3. Rank-Generalized Chunk-wise Parallel Algorithm: Efficient Training for High-Rank Decay
The authors rewrite \(P_t\) as a "diagonal minus rank-2" form \(P_t = D_t - A_t B_t^\top\) (\(A_t, B_t \in \mathbb{R}^{d_k \times 2}\)) and generalize the objective to a universal recurrence accommodating arbitrary rank \(r_{ab}\) decay and arbitrary rank \(r_{kv}\) KV updates:
The algorithm uses a two-stage scheme: ① Serial computation of hidden state checkpoints \(S_{[0]}, \dots, S_{[N-1]}\); ② Parallel computation of attention outputs \(O_{[0]}, \dots, O_{[N-1]}\).

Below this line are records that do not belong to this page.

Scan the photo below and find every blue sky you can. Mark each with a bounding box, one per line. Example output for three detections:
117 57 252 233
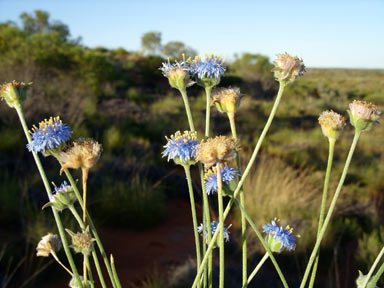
0 0 384 68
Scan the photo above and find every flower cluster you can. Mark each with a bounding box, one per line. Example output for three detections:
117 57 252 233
197 221 231 242
204 166 240 195
162 131 199 165
263 218 296 252
27 116 72 153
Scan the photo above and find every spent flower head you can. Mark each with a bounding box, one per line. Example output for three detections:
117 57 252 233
190 54 226 88
347 100 381 131
36 233 61 257
59 138 103 174
271 52 305 83
162 131 199 165
263 218 300 252
65 226 95 255
196 136 238 169
43 181 77 211
159 59 195 90
204 166 240 195
197 221 232 246
211 87 243 113
27 116 72 153
319 110 345 140
0 80 32 108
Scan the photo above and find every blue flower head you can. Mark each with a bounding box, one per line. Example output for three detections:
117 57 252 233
191 54 225 81
159 59 195 90
204 166 240 195
162 131 199 165
27 116 72 153
197 221 231 242
263 218 300 252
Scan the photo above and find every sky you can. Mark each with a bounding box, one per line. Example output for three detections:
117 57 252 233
0 0 384 69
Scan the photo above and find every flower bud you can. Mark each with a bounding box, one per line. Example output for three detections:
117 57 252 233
319 111 345 140
271 52 305 84
36 233 61 257
42 181 77 211
0 80 32 108
65 227 95 255
347 100 381 131
212 88 243 113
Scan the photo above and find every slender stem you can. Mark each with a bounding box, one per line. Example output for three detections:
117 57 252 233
51 251 73 277
309 138 336 288
68 205 107 288
300 130 361 288
205 87 212 138
57 168 121 288
179 89 195 132
228 112 248 287
361 247 384 288
16 107 83 287
216 163 225 288
234 199 288 288
183 165 201 271
192 82 285 288
243 253 269 288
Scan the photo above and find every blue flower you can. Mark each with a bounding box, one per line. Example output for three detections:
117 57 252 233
263 218 297 252
197 221 231 242
191 54 225 79
27 117 72 153
205 166 240 195
162 131 199 165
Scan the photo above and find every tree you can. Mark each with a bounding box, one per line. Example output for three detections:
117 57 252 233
141 31 161 55
162 41 197 58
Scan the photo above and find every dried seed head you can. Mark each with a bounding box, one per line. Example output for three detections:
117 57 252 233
271 52 305 83
59 138 103 173
319 110 345 139
212 88 243 113
36 233 61 257
196 136 237 169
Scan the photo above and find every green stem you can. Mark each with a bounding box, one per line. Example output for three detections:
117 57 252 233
205 87 212 138
300 130 361 288
309 138 336 288
228 112 248 287
68 205 107 288
61 166 121 288
234 199 288 288
179 89 195 132
192 82 285 288
362 247 384 288
183 165 201 271
16 106 83 287
216 163 225 288
243 253 269 288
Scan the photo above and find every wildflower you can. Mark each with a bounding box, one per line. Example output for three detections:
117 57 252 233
197 221 231 242
319 111 345 139
212 88 242 113
65 226 95 255
347 100 381 131
162 131 199 165
159 59 195 90
271 52 305 83
0 80 32 108
59 138 103 174
36 233 61 257
263 218 300 252
205 166 240 195
43 181 77 211
190 54 226 88
196 136 237 169
27 116 72 153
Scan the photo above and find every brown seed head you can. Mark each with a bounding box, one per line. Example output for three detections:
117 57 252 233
196 136 237 169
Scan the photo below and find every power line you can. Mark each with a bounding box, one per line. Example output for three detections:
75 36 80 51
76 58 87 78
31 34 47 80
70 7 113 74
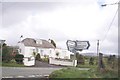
101 9 118 44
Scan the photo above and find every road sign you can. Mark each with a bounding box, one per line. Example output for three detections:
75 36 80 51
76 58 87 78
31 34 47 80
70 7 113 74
66 40 90 53
75 41 90 50
66 40 76 52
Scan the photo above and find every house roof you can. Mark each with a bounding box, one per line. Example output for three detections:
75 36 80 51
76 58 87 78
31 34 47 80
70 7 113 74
22 38 55 48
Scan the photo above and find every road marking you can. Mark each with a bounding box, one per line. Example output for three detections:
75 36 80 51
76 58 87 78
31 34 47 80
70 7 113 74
44 75 49 77
35 75 42 77
2 76 13 78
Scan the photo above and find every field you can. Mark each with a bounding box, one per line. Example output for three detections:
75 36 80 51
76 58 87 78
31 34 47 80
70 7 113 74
49 58 118 78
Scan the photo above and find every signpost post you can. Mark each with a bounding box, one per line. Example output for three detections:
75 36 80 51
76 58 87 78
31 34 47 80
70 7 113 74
66 40 90 67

The key innovation is eliminating cumulative summation (\(\Sigma\)) and product (\(\prod\)) operators within the intra-chunk representation using a rank-generalized WY representation. By introducing a custom operator \(\mathrm{triu}_{r_1 \times r_2}\) (treating each \(r_1 \times r_2\) sub-block as a single element), \(P_{[n]}\) and \(H_{[n]}\) are expressed in compact forms without cumulative operators.
Loss & Training¶
The model uses standard autoregressive language modeling (next-token prediction), trained on 10B/50B tokens sampled from FineWeb-Edu across 0.4B, 1.45B, and 2.8B parameter scales. HDLA sets \(r_{ab}=2, r_{kv}=1\), with \(\beta_t \in (0,2)\) derived from input projections and sigmoid scaling.
Key Experimental Results¶
Main Results¶
Language modeling perplexity (Wikitext / Lambada, lower is better):
| Model | 0.4B Avg ppl | 1.45B Avg ppl | 2.8B Avg ppl |
|---|---|---|---|
| HDLA | 36.06 | 22.32 | 18.58 |
| GDP2 (Gated DeltaProduct, \(n_h{=}2\)) | 41.28 | 24.65 | 20.38 |
| Gated DeltaNet | 43.06 | 24.83 | 19.60 |
| DeltaNet | 44.54 | 27.44 | 22.69 |
| GLA | 43.75 | 26.42 | 21.45 |
| Mamba2 | 40.63 | 25.73 | 22.78 |
| Llama (Softmax) | 37.60 | 23.68 | 20.71 |
HDLA significantly outperforms all linear attention baselines and surpasses Softmax-based Llama in perplexity across all scales.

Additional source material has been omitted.